Makroökonomische Daten der Region Serranos (Valencia)

Es handelt sich um eine traditionell landwirtschaftlich geprägte Region, die auf Trockenfrüchte wie Mandeln, Wein und Getreide spezialisiert ist. Aufgrund ihrer geringen Produktivität, die auf klimatische, edaphische, strukturelle und soziale Faktoren zurückzuführen ist (aufgrund ihrer relativen Isolation von kulturellen oder wirtschaftlichen Strömungen), war Landwirtschaft historisch gesehen eine Überlebensaktivität und kann heute als randständig betrachtet werden. Aufgrund ihrer Bedeutung im regionalen sozioökonomischen Gesamtzusammenhang wird ihr jedoch ein eigener Unterpunkt gewidmet.

Die Region hat etwa 17.000 Einwohner auf einer Fläche von 1400 km² mit einer durchschnittlichen Bevölkerungsdichte von 12 Einwohnern/km² (das Minimum beträgt nur 9 Einwohner/km², vergleichbar mit einigen Gebieten der Sahara), eine der niedrigsten in der Valencianischen Gemeinschaft. Der seit den sechziger Jahren begonnene Prozess der Entvölkerung hat bei Familien aufgehört, nimmt jedoch unter der jungen Bevölkerung aufgrund des klaren Mangels an lebenswichtigen Ressourcen und Anreizen langsam zu.

Die aktive Bevölkerung beträgt etwa 4.500 Personen, was einer Aktivitätsrate von etwa 32 % entspricht, etwas niedriger als im Landesdurchschnitt; es sind etwa 29 % der Gesamtbevölkerung.

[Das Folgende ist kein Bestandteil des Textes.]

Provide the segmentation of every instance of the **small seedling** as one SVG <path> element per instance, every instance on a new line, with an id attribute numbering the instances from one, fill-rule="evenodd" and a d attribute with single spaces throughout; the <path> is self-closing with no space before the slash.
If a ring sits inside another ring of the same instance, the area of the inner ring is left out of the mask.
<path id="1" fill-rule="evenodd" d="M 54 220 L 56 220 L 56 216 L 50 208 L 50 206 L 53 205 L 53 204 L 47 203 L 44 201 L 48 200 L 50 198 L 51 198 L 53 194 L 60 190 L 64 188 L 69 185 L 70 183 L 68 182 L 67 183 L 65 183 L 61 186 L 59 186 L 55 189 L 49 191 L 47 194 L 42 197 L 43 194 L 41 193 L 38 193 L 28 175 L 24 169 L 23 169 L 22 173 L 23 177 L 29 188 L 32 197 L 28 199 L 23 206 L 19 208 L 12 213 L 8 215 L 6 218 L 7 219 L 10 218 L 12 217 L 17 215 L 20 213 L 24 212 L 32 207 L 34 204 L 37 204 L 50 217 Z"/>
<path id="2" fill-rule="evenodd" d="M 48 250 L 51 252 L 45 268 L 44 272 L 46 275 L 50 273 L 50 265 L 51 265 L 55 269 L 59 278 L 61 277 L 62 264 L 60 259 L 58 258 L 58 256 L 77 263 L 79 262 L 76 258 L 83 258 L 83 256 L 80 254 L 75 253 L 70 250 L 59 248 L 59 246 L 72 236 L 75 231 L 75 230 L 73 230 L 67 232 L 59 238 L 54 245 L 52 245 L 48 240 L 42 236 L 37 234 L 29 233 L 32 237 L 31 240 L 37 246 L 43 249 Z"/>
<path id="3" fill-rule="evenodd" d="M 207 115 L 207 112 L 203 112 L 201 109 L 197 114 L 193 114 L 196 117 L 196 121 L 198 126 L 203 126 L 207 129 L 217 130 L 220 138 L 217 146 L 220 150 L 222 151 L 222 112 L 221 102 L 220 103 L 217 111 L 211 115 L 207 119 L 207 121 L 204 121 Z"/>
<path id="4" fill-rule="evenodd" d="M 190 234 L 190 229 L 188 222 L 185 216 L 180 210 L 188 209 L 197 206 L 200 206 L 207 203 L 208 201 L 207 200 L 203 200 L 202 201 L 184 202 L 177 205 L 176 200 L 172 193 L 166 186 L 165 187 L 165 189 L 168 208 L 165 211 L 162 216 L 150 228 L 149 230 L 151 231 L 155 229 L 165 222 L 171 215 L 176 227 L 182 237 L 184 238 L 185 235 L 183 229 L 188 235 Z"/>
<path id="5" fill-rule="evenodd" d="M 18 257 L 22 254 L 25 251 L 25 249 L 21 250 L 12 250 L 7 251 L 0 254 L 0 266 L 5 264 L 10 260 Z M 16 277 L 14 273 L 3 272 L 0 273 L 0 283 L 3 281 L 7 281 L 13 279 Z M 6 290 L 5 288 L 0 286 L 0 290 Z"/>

Die Industriestruktur ist minimal, wobei die Gebäckindustrie in Titaguas und die Textilindustrie in Chelva hervorzuheben sind, die dazu beigetragen haben, einen Teil der Bevölkerung zu halten, jedoch unter Bedingungen der Unsicherheit. Kleine Unternehmen sind nicht besonders häufig, ebenso wie Beschäftigung im Dienstleistungssektor. Ein Sonderfall ist der Tagebau zur Gewinnung von Kaolin und Kaolinsanden (Tonmineralien); mit sehr wichtigen wirtschaftlichen Bewegungen könnte es ein regionaler Motor sein, aber leider gibt es in der Region nicht mehr viel davon. Es beschäftigt etwa 150 Personen in Bergwerken, Waschanlagen und beim Transport von Rohstoffen zur Industrie und konzentriert sich hauptsächlich auf die Begriffe El Villar, Higueruelas, Losa, Andilla und Chelva. Rund 70 % des Kaolins und 95 % der Tonmineralien der Provinz werden hier produziert. Andererseits ist der Bergbau für einen guten Teil der Erosion in der Gegend verantwortlich, da die Minen nach ihrer Ausbeutung nicht rekultiviert werden.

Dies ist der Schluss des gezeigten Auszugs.